Document sentiment classification using bag-of-words in Python

For online Python training registration, click here !

Sentiment classification is a type of machine learning methods, and a subfield of natural language processing (NLP). It is a kind of supervised machine learning task. With classification algorithms, such as logistic regression model, text data can be trained with respect to their labels, e.g. positive and negative.

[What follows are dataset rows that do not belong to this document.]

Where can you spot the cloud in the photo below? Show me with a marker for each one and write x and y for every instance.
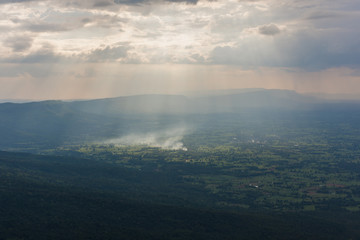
(269, 30)
(46, 54)
(19, 43)
(108, 53)
(305, 50)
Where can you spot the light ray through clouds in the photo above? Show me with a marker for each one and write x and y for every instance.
(103, 48)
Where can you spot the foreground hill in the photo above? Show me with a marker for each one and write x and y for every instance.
(47, 197)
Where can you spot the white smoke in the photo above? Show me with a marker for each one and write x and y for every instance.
(170, 139)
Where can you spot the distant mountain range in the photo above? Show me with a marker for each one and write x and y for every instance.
(58, 122)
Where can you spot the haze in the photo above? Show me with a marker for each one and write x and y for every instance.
(104, 48)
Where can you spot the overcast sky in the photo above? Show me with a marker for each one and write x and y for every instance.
(69, 49)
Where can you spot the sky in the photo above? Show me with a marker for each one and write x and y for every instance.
(83, 49)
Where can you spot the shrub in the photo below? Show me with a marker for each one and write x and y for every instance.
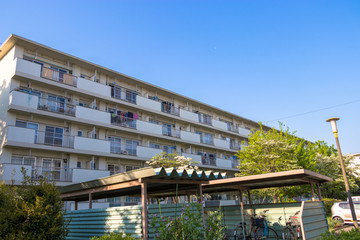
(353, 234)
(31, 211)
(114, 236)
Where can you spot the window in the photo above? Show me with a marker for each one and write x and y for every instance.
(54, 135)
(115, 145)
(154, 145)
(23, 160)
(30, 125)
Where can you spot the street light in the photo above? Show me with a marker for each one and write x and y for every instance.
(334, 129)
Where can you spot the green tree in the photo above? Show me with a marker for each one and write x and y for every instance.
(32, 210)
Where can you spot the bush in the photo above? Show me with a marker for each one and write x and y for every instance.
(114, 236)
(31, 211)
(329, 202)
(353, 234)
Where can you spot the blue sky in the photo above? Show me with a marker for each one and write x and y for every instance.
(264, 60)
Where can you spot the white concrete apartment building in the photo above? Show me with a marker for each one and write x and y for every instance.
(77, 121)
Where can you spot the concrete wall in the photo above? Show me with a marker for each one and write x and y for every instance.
(18, 134)
(24, 99)
(221, 143)
(148, 103)
(91, 144)
(149, 127)
(10, 172)
(147, 152)
(94, 87)
(189, 136)
(219, 124)
(27, 67)
(83, 175)
(189, 115)
(92, 114)
(223, 163)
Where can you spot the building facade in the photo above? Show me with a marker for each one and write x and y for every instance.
(76, 121)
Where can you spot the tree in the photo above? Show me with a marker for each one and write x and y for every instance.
(31, 211)
(280, 150)
(168, 160)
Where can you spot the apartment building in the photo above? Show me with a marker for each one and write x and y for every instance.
(77, 121)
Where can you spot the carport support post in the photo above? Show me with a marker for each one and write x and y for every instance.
(250, 204)
(319, 191)
(144, 210)
(312, 192)
(90, 200)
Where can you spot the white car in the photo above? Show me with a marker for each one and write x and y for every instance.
(341, 211)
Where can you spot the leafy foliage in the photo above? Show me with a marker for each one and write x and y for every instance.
(114, 236)
(31, 211)
(168, 160)
(280, 150)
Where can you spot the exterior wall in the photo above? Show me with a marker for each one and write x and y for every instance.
(148, 127)
(93, 87)
(189, 136)
(92, 114)
(18, 134)
(12, 172)
(148, 103)
(82, 175)
(91, 144)
(24, 99)
(146, 152)
(223, 163)
(221, 143)
(189, 115)
(219, 124)
(27, 67)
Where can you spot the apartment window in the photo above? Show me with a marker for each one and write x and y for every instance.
(115, 144)
(23, 160)
(54, 135)
(30, 125)
(130, 146)
(154, 145)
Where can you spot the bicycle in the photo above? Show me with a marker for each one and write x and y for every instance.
(292, 228)
(258, 229)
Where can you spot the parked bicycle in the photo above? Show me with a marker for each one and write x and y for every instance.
(258, 229)
(292, 230)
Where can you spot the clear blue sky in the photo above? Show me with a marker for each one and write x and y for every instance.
(263, 60)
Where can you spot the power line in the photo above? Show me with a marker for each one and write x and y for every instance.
(313, 111)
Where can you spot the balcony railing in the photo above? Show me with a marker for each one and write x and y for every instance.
(52, 173)
(123, 121)
(54, 139)
(171, 132)
(57, 106)
(123, 148)
(58, 76)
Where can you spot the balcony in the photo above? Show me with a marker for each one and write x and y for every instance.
(189, 136)
(93, 87)
(171, 132)
(123, 121)
(244, 132)
(91, 144)
(83, 175)
(220, 124)
(147, 152)
(149, 127)
(92, 114)
(148, 103)
(221, 143)
(58, 76)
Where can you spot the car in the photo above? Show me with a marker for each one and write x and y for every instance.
(341, 211)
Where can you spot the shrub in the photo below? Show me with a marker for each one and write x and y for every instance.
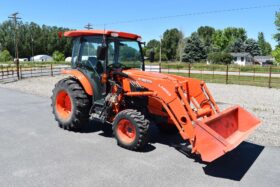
(58, 56)
(5, 56)
(220, 58)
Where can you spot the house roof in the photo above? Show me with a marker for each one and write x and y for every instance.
(264, 58)
(240, 54)
(100, 32)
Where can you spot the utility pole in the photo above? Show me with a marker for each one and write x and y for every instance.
(88, 26)
(14, 17)
(160, 46)
(32, 40)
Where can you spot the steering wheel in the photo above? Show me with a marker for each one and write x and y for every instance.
(117, 66)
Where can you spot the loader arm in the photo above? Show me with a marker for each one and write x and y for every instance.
(193, 110)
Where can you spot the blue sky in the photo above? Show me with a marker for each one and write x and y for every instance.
(75, 14)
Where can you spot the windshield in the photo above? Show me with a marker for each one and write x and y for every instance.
(126, 52)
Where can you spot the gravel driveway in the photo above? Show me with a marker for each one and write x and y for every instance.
(262, 102)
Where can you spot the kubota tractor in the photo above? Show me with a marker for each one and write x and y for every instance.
(108, 83)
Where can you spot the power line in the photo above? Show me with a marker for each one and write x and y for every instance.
(191, 14)
(88, 26)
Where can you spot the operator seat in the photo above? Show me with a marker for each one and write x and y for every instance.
(97, 64)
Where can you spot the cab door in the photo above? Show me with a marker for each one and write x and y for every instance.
(85, 59)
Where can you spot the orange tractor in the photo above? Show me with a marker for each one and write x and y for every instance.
(108, 83)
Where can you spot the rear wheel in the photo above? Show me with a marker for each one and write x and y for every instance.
(131, 129)
(70, 104)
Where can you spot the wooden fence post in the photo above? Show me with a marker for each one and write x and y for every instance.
(189, 69)
(51, 70)
(227, 75)
(269, 79)
(2, 71)
(20, 71)
(31, 71)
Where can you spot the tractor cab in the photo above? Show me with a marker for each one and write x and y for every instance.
(96, 53)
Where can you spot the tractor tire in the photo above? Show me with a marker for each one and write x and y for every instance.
(130, 129)
(70, 104)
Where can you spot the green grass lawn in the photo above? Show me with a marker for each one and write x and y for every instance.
(233, 79)
(218, 67)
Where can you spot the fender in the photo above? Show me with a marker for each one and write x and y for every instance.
(82, 79)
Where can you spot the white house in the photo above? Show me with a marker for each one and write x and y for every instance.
(242, 59)
(41, 58)
(68, 59)
(264, 60)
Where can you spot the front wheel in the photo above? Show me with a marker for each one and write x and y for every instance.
(131, 129)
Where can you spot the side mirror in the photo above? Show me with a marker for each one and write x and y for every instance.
(101, 53)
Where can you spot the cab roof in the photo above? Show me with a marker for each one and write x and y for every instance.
(101, 32)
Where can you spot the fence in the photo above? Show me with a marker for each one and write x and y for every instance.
(268, 76)
(8, 73)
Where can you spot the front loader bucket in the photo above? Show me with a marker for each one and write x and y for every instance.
(222, 132)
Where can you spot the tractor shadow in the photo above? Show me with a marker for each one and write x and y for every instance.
(233, 165)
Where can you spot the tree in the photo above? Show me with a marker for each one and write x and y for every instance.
(152, 47)
(194, 50)
(277, 23)
(170, 43)
(206, 34)
(58, 56)
(236, 47)
(5, 56)
(252, 47)
(220, 58)
(223, 38)
(276, 55)
(264, 46)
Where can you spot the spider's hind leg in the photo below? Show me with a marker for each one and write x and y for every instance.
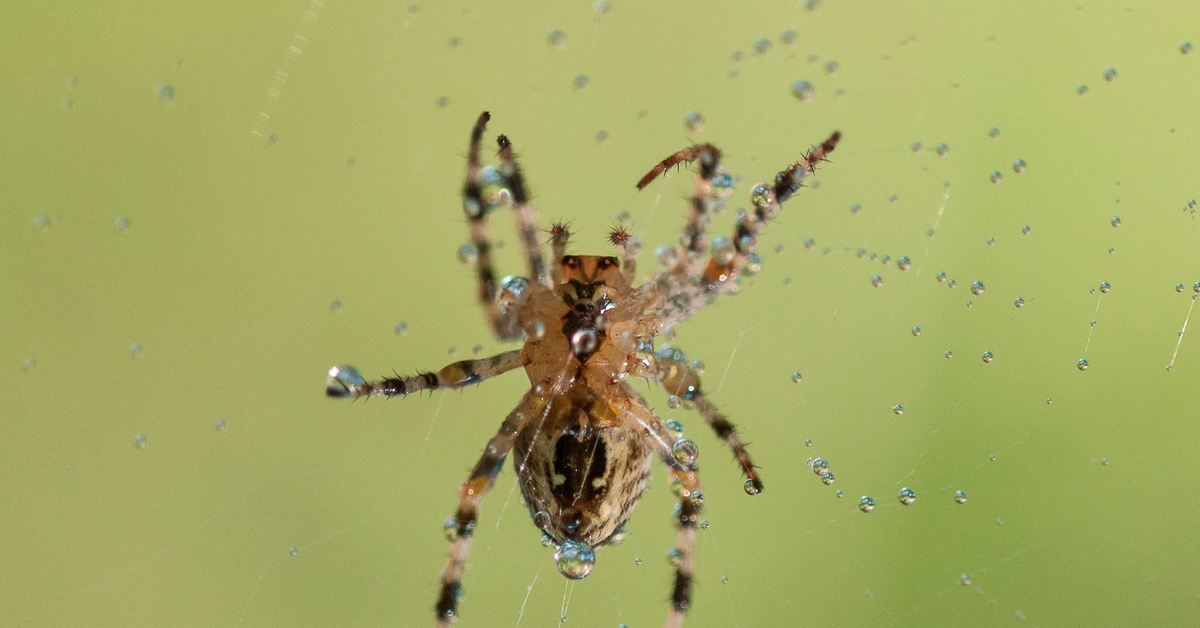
(681, 380)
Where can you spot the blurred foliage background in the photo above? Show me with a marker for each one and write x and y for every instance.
(208, 205)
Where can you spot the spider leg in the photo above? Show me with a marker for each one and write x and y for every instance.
(503, 323)
(461, 526)
(346, 382)
(683, 381)
(526, 217)
(685, 482)
(690, 286)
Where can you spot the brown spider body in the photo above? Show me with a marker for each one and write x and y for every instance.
(582, 438)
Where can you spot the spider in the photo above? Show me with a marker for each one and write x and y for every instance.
(582, 438)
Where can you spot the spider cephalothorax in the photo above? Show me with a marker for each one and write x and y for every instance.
(582, 438)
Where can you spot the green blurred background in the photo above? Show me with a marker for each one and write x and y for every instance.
(203, 181)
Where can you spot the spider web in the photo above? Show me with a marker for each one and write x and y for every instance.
(252, 501)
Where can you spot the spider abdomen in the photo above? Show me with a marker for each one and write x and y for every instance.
(581, 468)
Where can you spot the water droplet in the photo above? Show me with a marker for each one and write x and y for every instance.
(803, 90)
(723, 250)
(684, 452)
(343, 381)
(820, 466)
(666, 255)
(575, 560)
(583, 342)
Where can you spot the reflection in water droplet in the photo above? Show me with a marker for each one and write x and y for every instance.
(575, 558)
(803, 90)
(684, 452)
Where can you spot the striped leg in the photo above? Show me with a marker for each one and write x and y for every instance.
(526, 217)
(461, 526)
(346, 381)
(684, 554)
(683, 381)
(691, 286)
(504, 324)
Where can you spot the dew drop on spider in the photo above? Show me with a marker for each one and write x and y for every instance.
(820, 466)
(343, 381)
(684, 450)
(575, 558)
(583, 342)
(468, 253)
(723, 250)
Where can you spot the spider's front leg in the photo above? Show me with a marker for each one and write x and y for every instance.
(694, 282)
(461, 526)
(682, 381)
(347, 382)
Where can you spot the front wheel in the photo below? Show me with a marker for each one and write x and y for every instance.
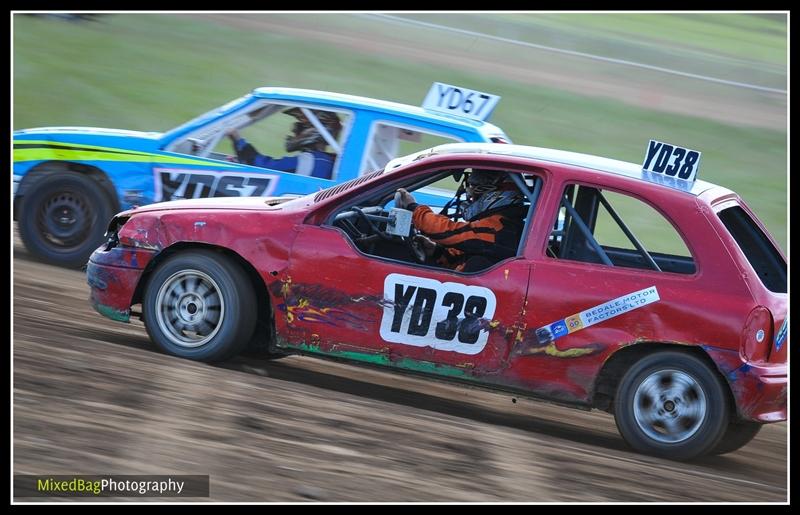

The main procedure of a sentiment classification implementation contains the following jobs:

Raw text data are cleaned and preprocessed, in which the unwanted tags are removed.
Text are tokenized into word or token and a tfidf matrix is created.
Machine learning model applied on the tokenized matrix.

In the following example, we show how to perform a sentiment classification task to movie review data from IMDB.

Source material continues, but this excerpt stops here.